Life expectancy falls for some U.S. women
For the first time since the Spanish influenza of 1918, life expectancy is falling for a significant number of American women.
In nearly 1,000 counties that together are home to about 12 percent of the nation’s women, life expectancy is now shorter than it was in the early 1980s, according to a study published Tuesday.
The downward trend is evident in places in the Deep South, Appalachia, the lower Midwest and in one county in Maine. It is not limited to one race or ethnicity but it is more common in rural and low-income areas.
The trend appears to be driven by increases in death from diabetes, lung cancer, emphysema and kidney failure. It reflects the long-term consequences of smoking, a habit that women took up in large numbers decades after men did, and the slowing of the historic decline in heart disease deaths.
It may also represent the leading edge of the obesity epidemic. If so, women’s life expectancy could decline broadly across the United States in coming years, ending a nearly unbroken rise that dates to the mid-1800s.
“I think this is a harbinger. This is not going to be isolated to this set of counties, is my guess,” said Christopher Murray, a physician and epidemiologist at the University of Washington who led the study. It is being published in PLoS Medicine, an open-access journal of the Public Library of Science.
The study found a smaller decline, in far fewer places, in the life expectancy of men in this country.
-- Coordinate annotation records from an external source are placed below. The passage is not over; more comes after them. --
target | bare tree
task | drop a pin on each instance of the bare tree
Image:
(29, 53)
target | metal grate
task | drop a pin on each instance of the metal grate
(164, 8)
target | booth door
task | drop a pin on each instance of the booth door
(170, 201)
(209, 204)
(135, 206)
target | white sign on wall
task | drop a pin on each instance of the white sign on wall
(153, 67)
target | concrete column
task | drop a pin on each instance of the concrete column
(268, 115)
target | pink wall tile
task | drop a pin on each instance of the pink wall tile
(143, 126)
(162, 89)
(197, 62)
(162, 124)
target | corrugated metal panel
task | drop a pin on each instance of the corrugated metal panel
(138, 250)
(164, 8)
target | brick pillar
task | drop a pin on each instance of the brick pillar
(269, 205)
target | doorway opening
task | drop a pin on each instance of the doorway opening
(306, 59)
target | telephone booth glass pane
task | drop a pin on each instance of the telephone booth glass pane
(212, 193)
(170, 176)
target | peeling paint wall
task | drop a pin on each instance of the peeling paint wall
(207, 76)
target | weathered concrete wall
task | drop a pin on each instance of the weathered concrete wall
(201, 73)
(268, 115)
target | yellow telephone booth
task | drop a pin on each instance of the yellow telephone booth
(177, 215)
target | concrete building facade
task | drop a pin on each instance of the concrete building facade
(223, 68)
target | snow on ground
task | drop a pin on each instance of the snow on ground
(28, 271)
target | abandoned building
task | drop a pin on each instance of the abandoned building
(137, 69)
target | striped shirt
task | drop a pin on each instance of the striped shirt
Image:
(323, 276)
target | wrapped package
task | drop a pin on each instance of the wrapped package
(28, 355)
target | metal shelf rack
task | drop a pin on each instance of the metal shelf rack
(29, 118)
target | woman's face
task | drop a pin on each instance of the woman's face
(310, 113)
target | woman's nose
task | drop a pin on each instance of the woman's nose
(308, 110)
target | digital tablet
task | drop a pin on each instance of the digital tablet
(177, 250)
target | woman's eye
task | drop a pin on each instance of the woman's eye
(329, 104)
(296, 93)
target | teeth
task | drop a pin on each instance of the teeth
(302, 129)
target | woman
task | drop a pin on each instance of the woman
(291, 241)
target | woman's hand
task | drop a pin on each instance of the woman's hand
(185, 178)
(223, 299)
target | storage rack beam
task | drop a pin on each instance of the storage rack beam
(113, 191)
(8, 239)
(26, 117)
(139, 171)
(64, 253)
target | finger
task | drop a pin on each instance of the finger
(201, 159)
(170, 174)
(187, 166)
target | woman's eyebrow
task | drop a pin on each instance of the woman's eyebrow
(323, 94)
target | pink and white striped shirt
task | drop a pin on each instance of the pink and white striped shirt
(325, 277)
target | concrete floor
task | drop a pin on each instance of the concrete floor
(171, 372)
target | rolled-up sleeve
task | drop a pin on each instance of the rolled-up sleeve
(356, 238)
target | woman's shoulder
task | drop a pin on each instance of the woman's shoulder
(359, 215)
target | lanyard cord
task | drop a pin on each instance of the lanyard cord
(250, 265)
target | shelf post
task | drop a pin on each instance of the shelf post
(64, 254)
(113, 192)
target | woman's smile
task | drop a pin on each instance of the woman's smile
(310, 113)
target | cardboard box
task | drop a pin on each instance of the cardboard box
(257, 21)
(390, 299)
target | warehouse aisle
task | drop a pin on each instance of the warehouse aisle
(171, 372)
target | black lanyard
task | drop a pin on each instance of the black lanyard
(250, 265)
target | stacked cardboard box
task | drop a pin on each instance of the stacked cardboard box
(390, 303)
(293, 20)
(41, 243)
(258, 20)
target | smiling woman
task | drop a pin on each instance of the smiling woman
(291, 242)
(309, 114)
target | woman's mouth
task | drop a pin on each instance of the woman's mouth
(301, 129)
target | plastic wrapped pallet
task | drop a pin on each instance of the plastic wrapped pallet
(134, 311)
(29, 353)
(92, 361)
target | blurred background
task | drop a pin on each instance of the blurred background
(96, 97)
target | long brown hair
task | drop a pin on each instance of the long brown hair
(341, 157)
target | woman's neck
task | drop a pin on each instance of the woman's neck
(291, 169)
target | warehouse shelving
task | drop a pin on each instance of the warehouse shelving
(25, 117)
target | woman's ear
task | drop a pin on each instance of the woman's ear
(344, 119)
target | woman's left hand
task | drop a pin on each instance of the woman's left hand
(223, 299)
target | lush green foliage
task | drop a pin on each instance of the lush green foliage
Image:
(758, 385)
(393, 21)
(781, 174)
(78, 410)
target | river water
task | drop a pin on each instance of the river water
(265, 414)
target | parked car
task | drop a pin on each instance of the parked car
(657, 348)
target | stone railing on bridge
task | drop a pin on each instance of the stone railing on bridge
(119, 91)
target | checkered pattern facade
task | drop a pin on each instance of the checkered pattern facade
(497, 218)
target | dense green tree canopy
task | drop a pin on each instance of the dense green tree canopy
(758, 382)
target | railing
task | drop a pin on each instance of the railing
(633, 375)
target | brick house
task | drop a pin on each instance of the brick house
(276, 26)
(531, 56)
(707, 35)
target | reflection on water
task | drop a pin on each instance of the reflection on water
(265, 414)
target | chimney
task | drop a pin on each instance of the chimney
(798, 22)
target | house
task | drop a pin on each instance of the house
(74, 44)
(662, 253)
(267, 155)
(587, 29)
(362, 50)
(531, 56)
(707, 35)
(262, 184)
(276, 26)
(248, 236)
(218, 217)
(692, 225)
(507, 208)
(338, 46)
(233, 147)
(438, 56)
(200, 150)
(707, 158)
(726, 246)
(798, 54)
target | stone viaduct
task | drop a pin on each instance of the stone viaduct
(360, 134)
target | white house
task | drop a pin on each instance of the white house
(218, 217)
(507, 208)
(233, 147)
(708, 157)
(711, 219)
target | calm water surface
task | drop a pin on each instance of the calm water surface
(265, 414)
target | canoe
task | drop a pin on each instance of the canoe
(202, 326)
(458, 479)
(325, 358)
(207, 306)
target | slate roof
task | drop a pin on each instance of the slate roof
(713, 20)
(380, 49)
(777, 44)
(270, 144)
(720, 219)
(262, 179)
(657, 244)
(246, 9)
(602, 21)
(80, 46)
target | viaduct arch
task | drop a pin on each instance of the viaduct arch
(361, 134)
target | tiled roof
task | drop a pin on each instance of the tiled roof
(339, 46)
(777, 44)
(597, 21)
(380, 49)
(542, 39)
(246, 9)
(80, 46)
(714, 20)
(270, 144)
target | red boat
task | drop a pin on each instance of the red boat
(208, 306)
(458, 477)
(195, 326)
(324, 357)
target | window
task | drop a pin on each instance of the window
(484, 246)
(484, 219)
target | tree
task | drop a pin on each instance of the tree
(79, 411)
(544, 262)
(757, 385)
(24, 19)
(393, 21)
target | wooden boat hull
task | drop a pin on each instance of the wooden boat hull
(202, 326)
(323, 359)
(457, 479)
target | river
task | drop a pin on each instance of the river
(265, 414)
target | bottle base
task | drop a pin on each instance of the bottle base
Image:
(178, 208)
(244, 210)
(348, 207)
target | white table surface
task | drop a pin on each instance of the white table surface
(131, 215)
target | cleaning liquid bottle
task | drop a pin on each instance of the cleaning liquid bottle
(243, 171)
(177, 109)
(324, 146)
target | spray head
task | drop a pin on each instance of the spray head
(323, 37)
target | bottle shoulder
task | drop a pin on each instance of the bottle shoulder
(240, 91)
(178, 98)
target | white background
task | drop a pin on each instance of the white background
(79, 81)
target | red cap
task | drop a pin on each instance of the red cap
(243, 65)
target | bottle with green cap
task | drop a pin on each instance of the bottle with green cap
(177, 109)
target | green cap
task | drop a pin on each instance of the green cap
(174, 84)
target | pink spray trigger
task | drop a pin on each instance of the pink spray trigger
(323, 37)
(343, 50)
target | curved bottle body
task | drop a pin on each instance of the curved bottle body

In all, longevity is declining for about 4 percent of males.
The phenomenon appears to be not only new but distinctly American.
“If you look in Western Europe, Australia, Japan, New Zealand, we don’t see this,” Murray said.
In the study, Murray and collaborators at the Harvard School of Public Health examined mortality and cause-of-death data for the United States from 1961 through 1999. They divided the country into 2,068 units, including cities, counties or combinations of counties.
Across that four-decade period, average life expectancy nationwide increased from 66.9 years to 74.1 years for men, and from 73.5 years to 79.6 years for women.
From 1961 to 1983, life expectancy went up everywhere for both sexes. This was largely because the death rate from heart attacks, which had been rising for half a century, began to fall in the late 1960s.
By the early 1980s, however, the rapid gains were coming to an end. The low-hanging fruit on the tree of heart-attack prevention and treatment had been picked. Further strides tended to happen mostly in places where people were already healthy and long-lived.
As a consequence, the rise in longevity began to stagnate in places with the least-healthy people. In those counties, life expectancy increased by only one year (from 74.5 to 75.5) between 1983 and 1999, while in the healthiest places the life expectancy of women had reached 83.
It was during this interval that women’s life expectancy fell in nearly 1,000 counties. If one adds counties where it rose only insignificantly, then 19 percent of American women – nearly 1 in 5 – are now experiencing stagnating or falling life expectancy.